Hareket gerektiren yerde durmayı, durmak gereken yerde pergellerini açmayı, insiyaki bir tepkiyle o eski sinikliğin intikamını almak gibi bir şeye yordum. En önemsiz toplantılarda, yüzyüze iletişimde konuşurken, avuçları terleyen, ağzı kuruyan, şakakları kabaran bir toplumun, SMS mesajlarıyla yarışmaları oy yağmuruna tutmasını da, beğenmediğini izlememeyi değil, şikayet etmeyi tercih edişini de, o edilgen 'noksanlığın' acısını almak için bile o eski tavrın, 'güvenli' ortamın dışına çıkmadan yapılan 'katılımcılık'a girişilmesine verdim, -kimse kusura bakmasın- bir de riyakarlığımıza.
Kurtlar Vadisi adlı, estetize edilmiş sürreal bir montajın, bunun böyle olduğunu ilan da eden bir kurgunun, bir toplumu yönlendirme gücünü takipçilerinin taşkınlıklarıyla elde etmiş olduğu gerçeği bizim cehaletimizin farikasıysa, bir yandan da demokrasi sayesinde, talep etmeden kendisine sunulan haklarını öğrendikçe 'katılımcı' olmayı yanlış zeminlerde, yanlış metodlarla 'tecrübe etmeye' başlamış bir toplumun varlığının kanıtıydı bana kalırsa.

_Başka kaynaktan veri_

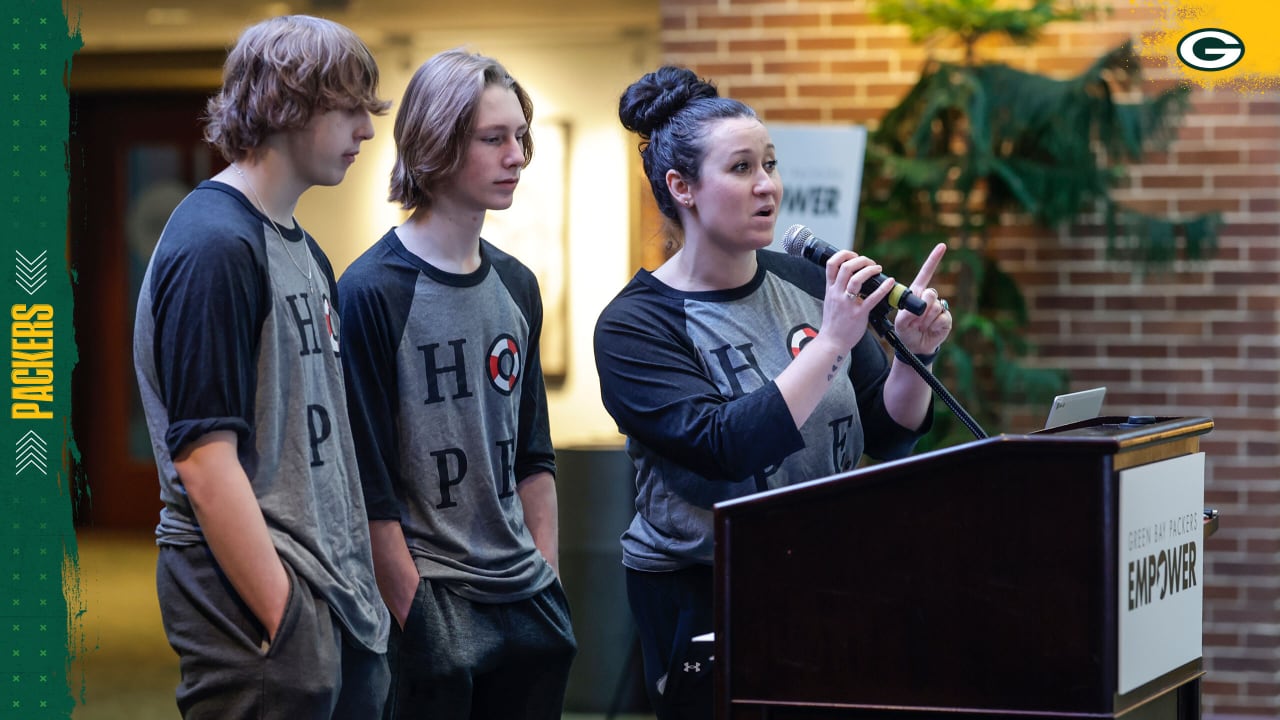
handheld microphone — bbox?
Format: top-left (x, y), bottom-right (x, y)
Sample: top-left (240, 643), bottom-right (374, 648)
top-left (782, 224), bottom-right (927, 315)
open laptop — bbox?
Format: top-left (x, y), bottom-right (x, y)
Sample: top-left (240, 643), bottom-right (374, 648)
top-left (1044, 387), bottom-right (1107, 430)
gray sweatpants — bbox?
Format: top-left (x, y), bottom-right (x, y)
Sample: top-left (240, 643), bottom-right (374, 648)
top-left (156, 544), bottom-right (389, 720)
top-left (384, 578), bottom-right (577, 720)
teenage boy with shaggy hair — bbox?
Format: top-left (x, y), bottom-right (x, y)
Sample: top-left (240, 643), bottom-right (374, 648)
top-left (133, 15), bottom-right (389, 719)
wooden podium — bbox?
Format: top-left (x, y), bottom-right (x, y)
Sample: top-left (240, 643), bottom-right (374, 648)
top-left (714, 418), bottom-right (1213, 720)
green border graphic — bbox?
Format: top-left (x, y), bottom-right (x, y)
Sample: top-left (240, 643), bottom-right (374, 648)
top-left (0, 0), bottom-right (83, 720)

'Katılımcılık', belki de böylesi daha güvenli bulunduğu için yanlış anlaşılmış bir kavramdır Türkiye'de. Kurtlar Vadisi de, Max Weber'in millet kavramını tanımlarken esas olarak belirttiği 'duygu'ya dokunduğu için bir fenomene dönüşebilmiştir. Ama, milliyetçi akımın 'aşırı'laşmasındaki sebep değil, turnusol kağıdı olmuş, varolanı görünür kılmaktan öte bir işlevi hiçbir zaman bulunmamıştır.

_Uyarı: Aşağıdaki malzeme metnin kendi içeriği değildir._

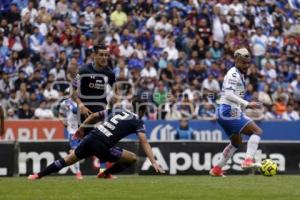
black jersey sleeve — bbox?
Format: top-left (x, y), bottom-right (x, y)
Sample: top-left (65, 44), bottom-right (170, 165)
top-left (136, 119), bottom-right (146, 133)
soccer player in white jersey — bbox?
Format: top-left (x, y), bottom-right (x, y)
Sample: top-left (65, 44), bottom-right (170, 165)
top-left (210, 48), bottom-right (262, 176)
top-left (59, 98), bottom-right (83, 180)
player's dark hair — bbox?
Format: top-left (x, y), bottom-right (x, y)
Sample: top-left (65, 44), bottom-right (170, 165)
top-left (132, 96), bottom-right (147, 118)
top-left (93, 43), bottom-right (107, 52)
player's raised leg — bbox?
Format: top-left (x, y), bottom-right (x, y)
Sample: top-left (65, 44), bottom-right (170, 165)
top-left (209, 134), bottom-right (242, 176)
top-left (97, 147), bottom-right (137, 179)
top-left (241, 121), bottom-right (262, 169)
top-left (28, 151), bottom-right (79, 180)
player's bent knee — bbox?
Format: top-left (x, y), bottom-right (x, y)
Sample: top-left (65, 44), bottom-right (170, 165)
top-left (64, 151), bottom-right (79, 166)
top-left (129, 153), bottom-right (137, 164)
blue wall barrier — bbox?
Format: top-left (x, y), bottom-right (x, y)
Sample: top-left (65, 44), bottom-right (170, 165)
top-left (128, 120), bottom-right (300, 141)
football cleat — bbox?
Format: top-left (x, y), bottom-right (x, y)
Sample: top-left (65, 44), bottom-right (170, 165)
top-left (76, 172), bottom-right (83, 180)
top-left (209, 166), bottom-right (225, 177)
top-left (241, 158), bottom-right (261, 169)
top-left (27, 174), bottom-right (40, 180)
top-left (97, 172), bottom-right (118, 180)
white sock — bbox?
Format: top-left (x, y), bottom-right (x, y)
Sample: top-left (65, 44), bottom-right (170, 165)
top-left (246, 134), bottom-right (260, 159)
top-left (74, 162), bottom-right (80, 174)
top-left (217, 143), bottom-right (238, 168)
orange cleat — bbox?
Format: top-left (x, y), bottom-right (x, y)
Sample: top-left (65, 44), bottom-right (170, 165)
top-left (27, 174), bottom-right (40, 181)
top-left (76, 172), bottom-right (83, 180)
top-left (97, 172), bottom-right (118, 180)
top-left (241, 158), bottom-right (261, 169)
top-left (209, 166), bottom-right (225, 177)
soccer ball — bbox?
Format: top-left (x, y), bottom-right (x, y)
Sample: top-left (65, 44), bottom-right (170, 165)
top-left (260, 159), bottom-right (277, 176)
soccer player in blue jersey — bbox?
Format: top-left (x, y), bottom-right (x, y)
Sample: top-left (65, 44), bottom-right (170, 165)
top-left (59, 98), bottom-right (83, 180)
top-left (72, 43), bottom-right (115, 175)
top-left (210, 48), bottom-right (262, 176)
top-left (28, 100), bottom-right (165, 180)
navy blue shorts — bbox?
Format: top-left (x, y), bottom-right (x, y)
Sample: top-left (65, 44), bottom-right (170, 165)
top-left (75, 133), bottom-right (123, 162)
top-left (69, 134), bottom-right (80, 149)
top-left (217, 104), bottom-right (252, 137)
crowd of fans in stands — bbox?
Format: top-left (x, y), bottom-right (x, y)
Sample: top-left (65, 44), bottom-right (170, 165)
top-left (0, 0), bottom-right (300, 120)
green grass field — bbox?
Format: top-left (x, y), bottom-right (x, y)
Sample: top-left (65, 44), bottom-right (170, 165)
top-left (0, 175), bottom-right (300, 200)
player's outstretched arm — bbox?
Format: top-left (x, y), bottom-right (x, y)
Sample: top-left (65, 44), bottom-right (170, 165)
top-left (71, 88), bottom-right (92, 117)
top-left (138, 132), bottom-right (165, 174)
top-left (73, 110), bottom-right (106, 139)
top-left (0, 106), bottom-right (4, 136)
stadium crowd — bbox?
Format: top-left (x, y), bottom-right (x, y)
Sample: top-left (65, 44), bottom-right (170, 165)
top-left (0, 0), bottom-right (300, 120)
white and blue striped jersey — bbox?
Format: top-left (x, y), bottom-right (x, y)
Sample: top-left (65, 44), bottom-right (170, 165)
top-left (219, 67), bottom-right (248, 110)
top-left (59, 98), bottom-right (78, 134)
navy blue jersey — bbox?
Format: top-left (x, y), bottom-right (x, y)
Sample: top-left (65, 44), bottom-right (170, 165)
top-left (94, 108), bottom-right (146, 146)
top-left (73, 64), bottom-right (115, 112)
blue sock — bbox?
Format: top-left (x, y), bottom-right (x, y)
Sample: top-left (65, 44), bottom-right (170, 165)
top-left (38, 159), bottom-right (67, 178)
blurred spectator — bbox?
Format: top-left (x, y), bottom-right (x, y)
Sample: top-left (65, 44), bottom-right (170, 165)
top-left (49, 60), bottom-right (66, 81)
top-left (153, 81), bottom-right (168, 106)
top-left (119, 39), bottom-right (134, 58)
top-left (18, 102), bottom-right (34, 119)
top-left (289, 74), bottom-right (300, 102)
top-left (275, 96), bottom-right (286, 115)
top-left (0, 0), bottom-right (300, 119)
top-left (43, 82), bottom-right (59, 101)
top-left (6, 108), bottom-right (18, 120)
top-left (110, 4), bottom-right (127, 27)
top-left (160, 62), bottom-right (175, 86)
top-left (202, 74), bottom-right (221, 96)
top-left (250, 27), bottom-right (268, 68)
top-left (39, 0), bottom-right (56, 12)
top-left (282, 105), bottom-right (299, 121)
top-left (21, 1), bottom-right (38, 23)
top-left (34, 100), bottom-right (54, 119)
top-left (175, 118), bottom-right (194, 140)
top-left (0, 73), bottom-right (14, 98)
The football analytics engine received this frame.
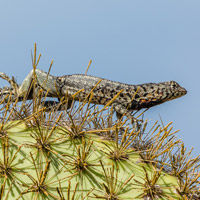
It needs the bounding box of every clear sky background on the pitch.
[0,0,200,154]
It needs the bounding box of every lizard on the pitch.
[0,69,187,118]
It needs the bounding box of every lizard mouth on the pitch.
[180,87,187,96]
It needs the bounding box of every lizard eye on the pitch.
[170,81,179,89]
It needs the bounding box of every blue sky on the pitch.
[0,0,200,154]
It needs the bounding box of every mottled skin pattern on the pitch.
[2,69,187,118]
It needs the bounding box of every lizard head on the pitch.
[163,81,187,101]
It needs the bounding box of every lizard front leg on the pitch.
[112,103,141,123]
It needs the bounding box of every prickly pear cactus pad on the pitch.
[0,44,200,200]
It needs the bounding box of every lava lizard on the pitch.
[0,69,187,117]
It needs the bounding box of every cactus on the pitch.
[0,44,200,200]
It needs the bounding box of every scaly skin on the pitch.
[0,69,187,118]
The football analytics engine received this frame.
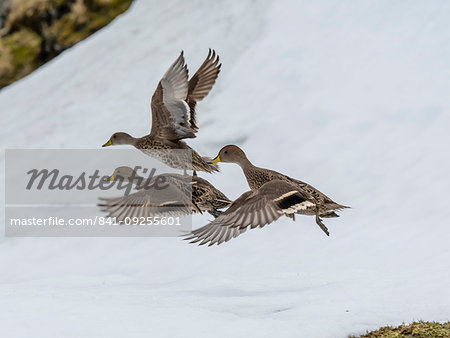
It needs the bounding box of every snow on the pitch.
[0,0,450,337]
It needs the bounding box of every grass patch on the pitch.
[0,0,133,89]
[350,321,450,338]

Olayın bir başka vechine bakacak olursak, kabaran milliyetçiliğin kavramsal düzeydeki oturmamışlığı, teknik bağlamda bir felsefesinin geliştirilememiş oluşu ve teori inşa etmek konusundaki zafiyetinin yol açtığı sonuçlardır bugün Türkiye'deki dizi özentisi tipler, eli silahlı insan manzaraları. Bir dizi karakterinin rol model seçilmesi, 'şiddet'in bu kesim arasında meşru bir yol olarak kabul görmesi, ırkçılığa varan bir saldırganlığın baş göstermesi ve bütün bunların doğal sonucu olarak milliyetçilikle cahilliğin eşitlik denkleminin iki yanında yeralan değerler olarak önümüze düşmesi.

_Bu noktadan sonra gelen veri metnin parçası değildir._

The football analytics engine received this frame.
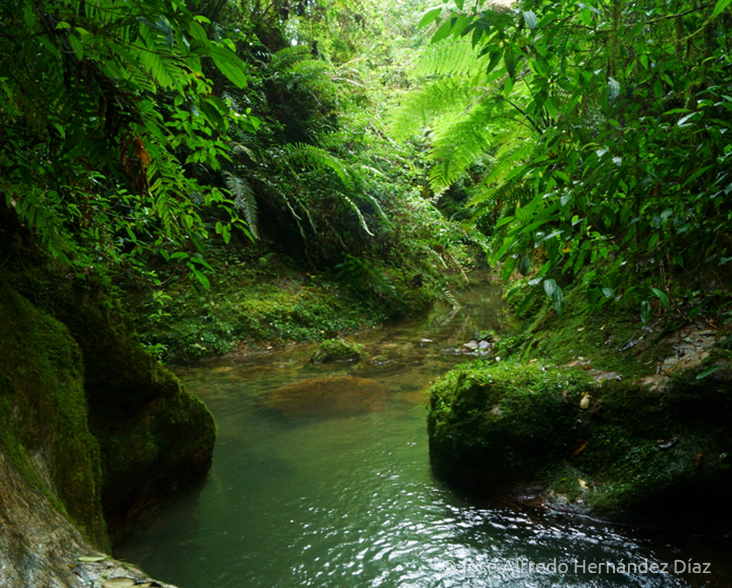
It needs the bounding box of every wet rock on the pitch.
[310,339,363,363]
[259,377,388,420]
[428,360,732,532]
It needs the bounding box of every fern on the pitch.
[223,171,259,239]
[413,39,489,77]
[285,143,353,191]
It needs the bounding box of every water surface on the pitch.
[115,285,732,588]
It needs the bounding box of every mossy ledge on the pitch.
[0,266,216,586]
[428,361,732,532]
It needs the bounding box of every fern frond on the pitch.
[342,194,374,237]
[430,103,493,193]
[412,39,489,76]
[223,171,259,239]
[468,129,537,207]
[285,143,353,192]
[389,78,483,140]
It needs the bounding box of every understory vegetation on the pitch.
[0,0,732,359]
[394,0,732,322]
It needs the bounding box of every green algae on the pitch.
[0,284,108,548]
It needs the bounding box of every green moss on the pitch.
[0,259,216,543]
[131,250,432,361]
[0,285,108,548]
[428,362,591,490]
[428,354,732,514]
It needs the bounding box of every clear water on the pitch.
[115,286,732,588]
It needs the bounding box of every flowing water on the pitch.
[115,285,732,588]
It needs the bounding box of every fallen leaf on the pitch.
[572,439,588,455]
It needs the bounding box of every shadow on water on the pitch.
[115,284,732,588]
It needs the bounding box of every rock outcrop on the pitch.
[0,276,215,588]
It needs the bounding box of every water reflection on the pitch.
[111,280,730,588]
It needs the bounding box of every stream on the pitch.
[115,283,732,588]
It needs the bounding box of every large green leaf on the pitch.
[208,45,248,88]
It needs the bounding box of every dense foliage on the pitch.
[0,0,256,275]
[395,0,732,320]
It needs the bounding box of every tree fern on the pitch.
[411,39,489,77]
[285,143,353,191]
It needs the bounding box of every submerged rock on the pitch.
[260,377,388,419]
[429,362,732,530]
[310,339,363,363]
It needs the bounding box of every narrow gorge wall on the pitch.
[0,274,215,588]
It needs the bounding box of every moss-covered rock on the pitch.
[0,258,216,538]
[429,362,732,524]
[29,278,216,527]
[310,339,363,363]
[428,362,591,491]
[0,280,108,548]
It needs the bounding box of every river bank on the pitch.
[115,283,732,588]
[429,278,732,535]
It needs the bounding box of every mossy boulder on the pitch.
[310,339,363,363]
[428,362,591,492]
[429,362,732,526]
[0,279,109,548]
[0,258,216,537]
[35,278,216,527]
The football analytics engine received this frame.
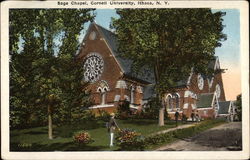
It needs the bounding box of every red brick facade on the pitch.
[78,24,225,118]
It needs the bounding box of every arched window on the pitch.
[173,93,180,108]
[130,85,135,104]
[165,94,173,110]
[97,80,109,105]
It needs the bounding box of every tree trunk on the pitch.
[159,98,165,126]
[48,105,53,139]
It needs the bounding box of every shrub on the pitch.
[116,129,146,151]
[73,131,94,145]
[97,109,110,121]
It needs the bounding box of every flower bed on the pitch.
[73,131,94,145]
[116,129,145,151]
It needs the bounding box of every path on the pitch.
[151,123,199,135]
[157,122,242,151]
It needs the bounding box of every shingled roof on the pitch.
[95,24,155,83]
[196,93,214,108]
[218,101,231,114]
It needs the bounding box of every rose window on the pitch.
[83,53,104,82]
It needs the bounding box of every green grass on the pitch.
[146,119,226,150]
[10,119,180,151]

Her ne kadar bir kesimi heyecanlandırmışsa bile, bir dizinin başarabileceği iş mi bu? Dünya çapında dönüşen dengeler ve yükselip çıkan akımlardan bahsediliyor milliyetçilik bahsinde: SSCB'nin çöküşünün post-modernizm ve küreselleşme ikilisiyle, onlardan ürediği bilinen milliyetçiliklerin bir zaferi olarak algılanması, buna paralel olarak ABD'nin bir tür süper ulus-devlete dönüşmüş olması, Doğu'da komünizm etkilerini peyderpey bertaraf eden Çin'in de bu piyasada yeni 'ulus-devlet' adayı olarak yükselmesi, AB'de uzaktan bakıldığında öyle görünmese de, örneklerine dönem dönem tanıklık ettiğimiz, yeni yeni filizlenen bir tür olarak eskisine oranla daha 'saldırgan' bir milliyetçi direncin baş göstermeye başlamasıyla aynı tarihe denk gelen bir 'aşırı akım' sözkonusu Türk milliyetçiliğinde de.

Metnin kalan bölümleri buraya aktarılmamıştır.